Fireside Blogs

A few years ago on a flight to Toronto, I happened to be sitting next to a senior policy advisor to a top New Brunswick politician. Over the course of our discussion, I outlined my thoughts around a serious economic development strategy with serious funding support and broad-based buy-in. He told me that I was right. The only way to truly change the course of a place like New Brunswick would be to take a radical new approach.

But, he informed me, you would not be in office long enough to see it through. You see, he said, when we do our public opinion polling in New Brunswick economic issues usually rank fifth or sixth in terms of priority usually slightly lower than filling potholes or garbage removal. People, he went on to say, have more or less come to the conclusion that the current economic state of affairs in New Brunswick is about all we can expect and so any massive new spending on economic development (and the short term implications on other spending areas) would lead to a public backlash and that is why no New Brunswick government will ever do it. New Brunswickers, he emphatically stated, don’t have the self-confidence to think we could actually compete with places like Ontario and British Columbia.

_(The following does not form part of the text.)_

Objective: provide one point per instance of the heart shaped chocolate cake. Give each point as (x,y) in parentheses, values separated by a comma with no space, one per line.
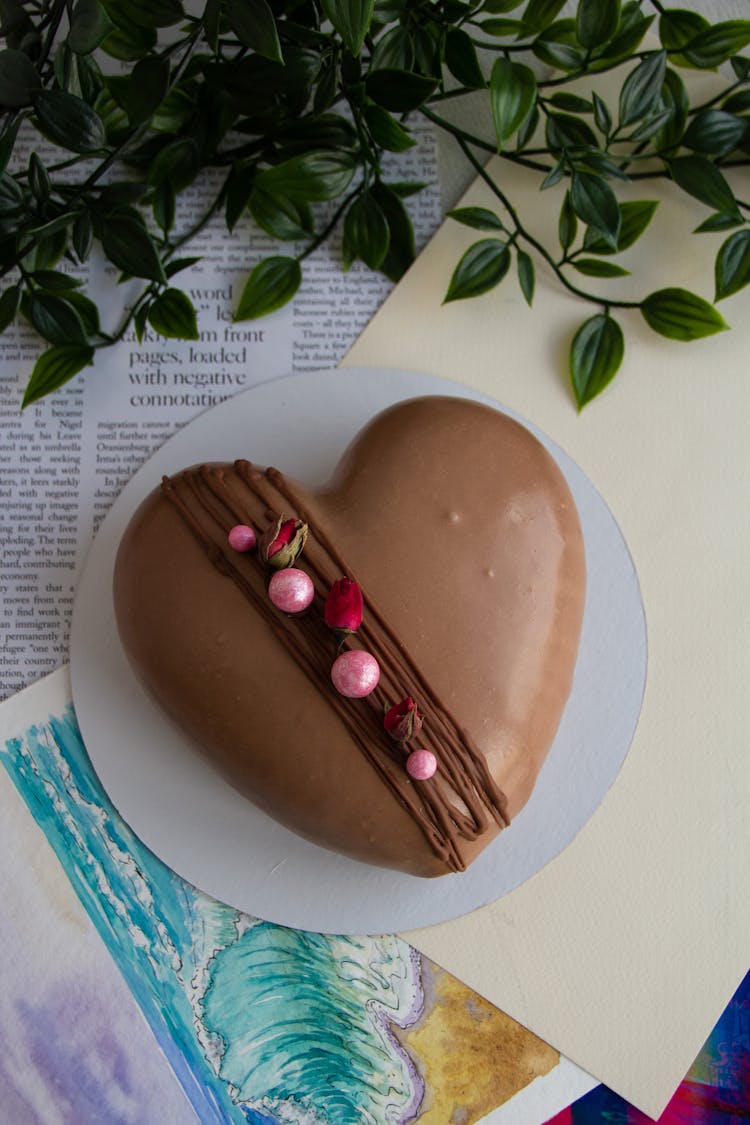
(403,718)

He concluded: So we muddle along. Not much ever changing and we hope that our guys and gals aren’t in office when the public finally wakes up and realizes that our rural communities are dying, our urban areas are not on a firm economic fitting and we are woefully dependent on the rest of Canada to pay for our basic government services.

I got off the plane that day feeling a little depressed. But after some reflection, I realized that if it is just an issue of public opinion, we should be able to change that. We just need to make the effort.

Franklin D. Roosevelt was famous for using his ‘fireside chats’ to engage the public in a dialogue over the most profound changes in the history of U.S. social policy. His premise was that by talking to people in a disarming fashion (hence the fire) using words and concepts they could understand, you could get people to support these monumental changes – and they did.

My ‘fireside blog’ is one small attempt to do this in New Brunswick.